I love acorn squash.
Absolutely love it.
When it starts to appear in the grocery store in late September, I become obsessed. All I want to do is buy it all, cook it, and dig in. And repeat.
While I love simple baked acorn squash, my friend DK actually gave me a recipe for STUFFED acorn squash a few years ago that took my favorite fall side and turned it into a meal. Needless to say I tried it the same night she gave it to me and have been in love with it ever since.
This dish is the perfect combination of fall flavors – squash, apple, and sausage. Basically, it is October in a meal.
It starts with two acorn squashes that have been washed thoroughly, dried, and cut in half lengthwise. Scoop out the seeds and set the halves cut-side up into a deep-sided baking dish (I used my roasting pan) lined with a silicon baking mat or with some parchment paper.
I brushed the cut-sides of the squash with melted butter and seasoned it with salt and pepper. I popped the roasting pan into a 400 degree oven for about 1 hour until the squash is just tender.
While the squash is roasting in the oven, you have plenty of time to whip up the stuffing.
In a large high-sided skillet set over medium-high heat, throw in one pound of sweet Italian sausage – I can only find sweet Italian sausage links at my grocery, so I just slit the casing and peel it off before tossing into the skillet. If you can find bulk Italian sausage though, grab that and use it!
Cook the sausage until it’s all crumbled and brown. Drain the sausage in a colander to remove the excess grease and transfer them to a plate and drain any excess fat from the skillet.
Place the skillet back on the heat, turn it down to medium, and add in about 2 teaspoons of olive oil, some finely diced onion, and finely diced celery.
And I threw in a couple sprigs of fresh thyme – it adds a bit of herby freshness to all the rich fall flavors. I cooked the veggies for a couple minutes until they become tender and start to become golden.
Then I threw in some finely chopped apple (that has been peeled first) – I used one gala apple and one granny smith, but any firm apple works here! Sauté the apples and veggies for another couple minutes until everything is soft and tender. Then turn off the heat.
And toss in the cooked sausage and some seasoned bread crumbs to the veggie mixture and stir to combine. Taste the filling and add salt and pepper to taste. Then stir in one beaten egg. Set the filling aside until the squash comes out of the oven.
When the squash is tender, pull it out of the oven.
Fill up the cavity of the squash with the filling. Lightly pack the filling into the cavity, but don’t pack it down too much – if the filling is too compressed, it becomes too dense and doesn’t cook through (raw egg is not awesome). Pop the squash back into the oven and cook the squash until the filling is cooked through and golden brown.
All that you need to do is plate up and chow down.
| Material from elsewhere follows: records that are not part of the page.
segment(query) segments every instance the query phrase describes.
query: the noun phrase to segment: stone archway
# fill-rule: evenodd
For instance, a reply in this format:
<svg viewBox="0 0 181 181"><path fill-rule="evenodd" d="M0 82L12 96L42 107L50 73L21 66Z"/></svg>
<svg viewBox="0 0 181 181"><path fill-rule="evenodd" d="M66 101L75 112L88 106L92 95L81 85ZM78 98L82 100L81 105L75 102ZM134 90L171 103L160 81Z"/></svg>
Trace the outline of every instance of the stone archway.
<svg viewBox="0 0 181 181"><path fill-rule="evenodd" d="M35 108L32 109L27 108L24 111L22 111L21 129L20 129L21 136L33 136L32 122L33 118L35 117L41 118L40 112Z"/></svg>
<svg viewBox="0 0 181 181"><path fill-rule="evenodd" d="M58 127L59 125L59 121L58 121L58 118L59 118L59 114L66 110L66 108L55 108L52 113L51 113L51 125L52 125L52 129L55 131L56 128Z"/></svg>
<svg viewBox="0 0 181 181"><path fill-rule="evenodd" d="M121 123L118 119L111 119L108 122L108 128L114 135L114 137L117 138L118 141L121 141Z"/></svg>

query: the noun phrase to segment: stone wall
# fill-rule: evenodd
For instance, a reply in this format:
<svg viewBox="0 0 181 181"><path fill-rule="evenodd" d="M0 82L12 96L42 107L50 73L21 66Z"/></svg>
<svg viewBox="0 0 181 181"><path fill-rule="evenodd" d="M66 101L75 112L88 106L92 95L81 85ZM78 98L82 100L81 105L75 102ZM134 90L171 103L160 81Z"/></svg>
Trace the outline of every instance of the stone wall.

This is definitely a fall dinner winner (say that three times fast!). I hope you enjoy this recipe, kiddos.
Your acorn squash obsessed friend,
- For the squash:
- 2 medium-to-large acorn squashes, cut in half and seeded
- 1 tablespoons unsalted butter, melted
- Salt and pepper to taste
- For the filling:
- 1 pound sweet Italian sausage
- 2 teaspoons olive oil
- ½ cup onion, finely diced
- 1 celery rib, finely diced
- 3-4 sprigs fresh thyme
- 2 apples (I like gala or granny smith), finely chopped
- 1 cup seasoned breadcrumbs
- 1 egg, beaten
- Salt and pepper to taste
- Preheat oven to 400 degrees. Line the bottom of a high-sided roasting pan with a silicon baking mat or with some parchment paper.
- For the squash: When the oven is at temperature, place the squash halves in the pan, cut side up. Brush the cut sides of the squash with the melted butter and season them with salt and pepper. Place the pan into the oven and roast the squash for about 1 hour or until the squash just become fork tender.
- For the filling:
- In a high-sided skillet set over medium-high heat, toss in the sausage and cook until crumbled and browned, about 5 minutes. Remove from the heat and drain the sausage in a colander. Place the sausage on a plate and set aside. Drain the grease from the skillet.
- Place the skillet back onto a burner set to medium heat and add in the olive oil. When the oil become hot, add in the onion, celery, and thyme. Cook the veggies for about 2-3 minutes until they are soft and turning slightly golden brown.
- Add in the chopped apples and continue to cook for about 2-3 additional minutes until everything is soft and tender. Remove the skillet from the heat.
- Add in the sausage and the breadcrumbs. Stir to combine – taste for seasoning, adding in salt and pepper to taste. Stir in the beaten egg. Set aside until the squash is finished roasting.
- Remove the squash from the oven. Fill the cavity of the squash with the stuffing. Place the pan back into the oven and bake for about 20 minutes until the filling is golden brown and cooked through.
- Serve immediately to hungry family and friends!